Temporomandibular joint dysfunction and disorders in the development of the mandible in patients with juvenile idiopathic arthritis - preliminary study.

Advances in clinical and experimental medicine : official organ Wroclaw Medical University

PubMedID: 25491696

Górska A, Przystupa W, Rutkowska-Sak L, Kwiatkowska M, Chlabicz S, Szarmach I. Temporomandibular joint dysfunction and disorders in the development of the mandible in patients with juvenile idiopathic arthritis - preliminary study. Adv Clin Exp Med. 2014;23(5):797-804.
BACKGROUND
The temporomandibular joint (TMJ) may be affected unilaterally or bilaterally in the course of juvenile idiopathic arthritis (JIA).

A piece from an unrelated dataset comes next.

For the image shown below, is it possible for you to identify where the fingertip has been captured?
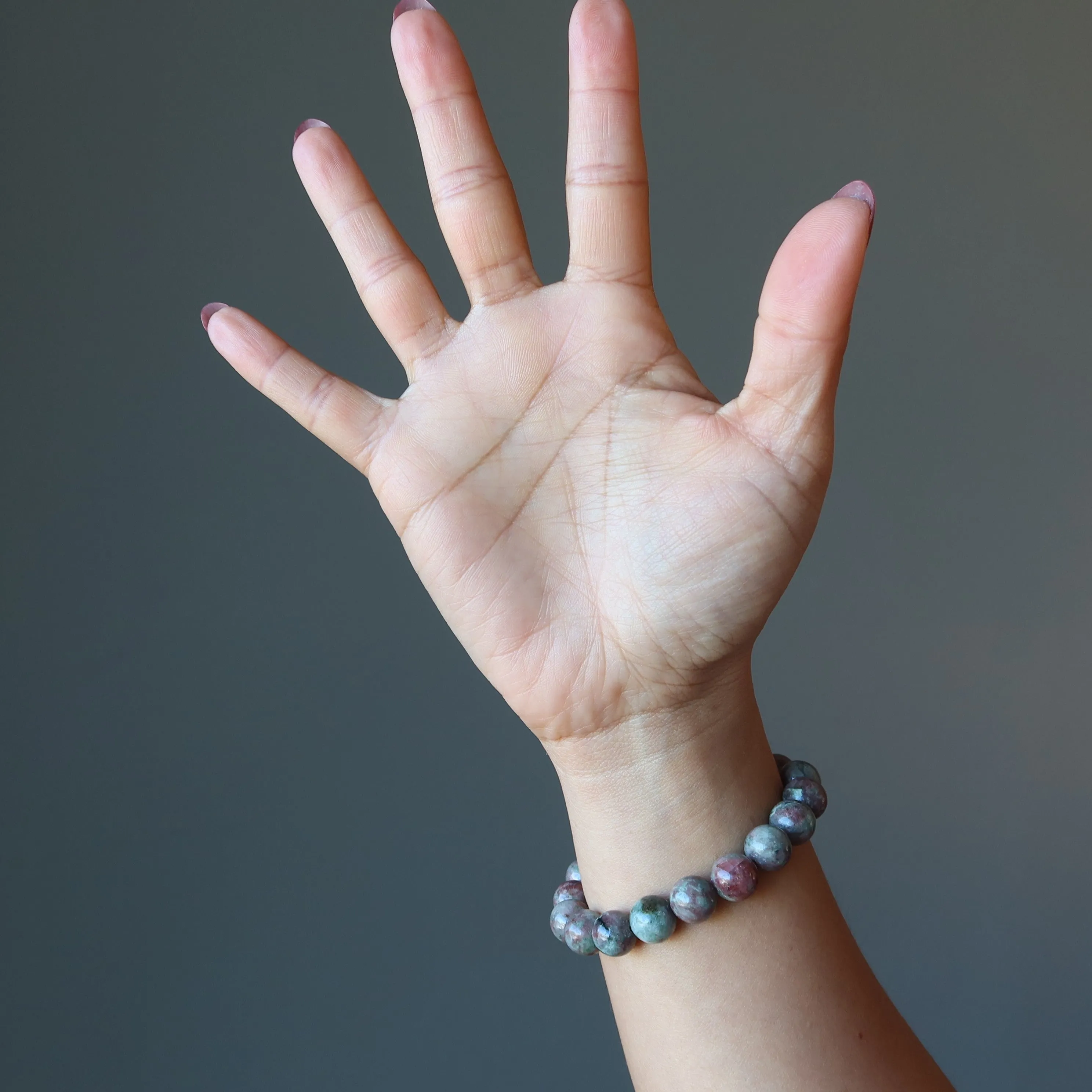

Permanent complications involve joint damage or stiffness and disorders in the development of the mandible, such as micrognathia, posterior rotation of the mandible, crowding and protrusion of the front teeth and malocclusion.

OBJECTIVES
The aim of the study was the clinical and radiological assessment of TMJ dysfunctions and disorders in the development of the mandible in patients suffering from JIA, depending on the duration of the disease.

MATERIAL AND METHODS
The research involved 46 patients with JIA, recognized according to the criteria established by the International League of Associations for Rheumatology (ILAR). Among the patients, 20 suffered from polyarticular JIA and 26 from pauciarticular JIA. The clinical assessment included determination of the facial profile according to Ricketts, intraoral assessment according to Angle's classification and canine class. There were 15 patients (9 with polyarticular and 6 with pauciarticular JIA) qualified for radiological examination. The location of the mandible was determined with the use of a lateral cephalometric image on the basis of a compilation of various analyses.

RESULTS
Out of the 46 patients, 15 individuals (32.6%) displayed clinical features of TMJ dysfunction (pain, clicking, crepitus). Of these, 6 patients (40.0%) reported disorders in mandibular development typical of JIA in the form of retrognathia and posterior rotation of the mandible. According to the grading system developed by Rohlin and Petersson, articular surface damage was considerably higher in the patients with a longer history of the disease (p < 0.01) and positively correlated with the deficit in mandible growth (r = 0.66, p < 0.008).

CONCLUSIONS
Early detection of temporomandibular joint damage, even in the case of juvenile idiopathic arthritis with a low level of inflammation, may prevent permanent and significant facial deformities when combined with orthodontic treatment of disorders in the development of the mandible.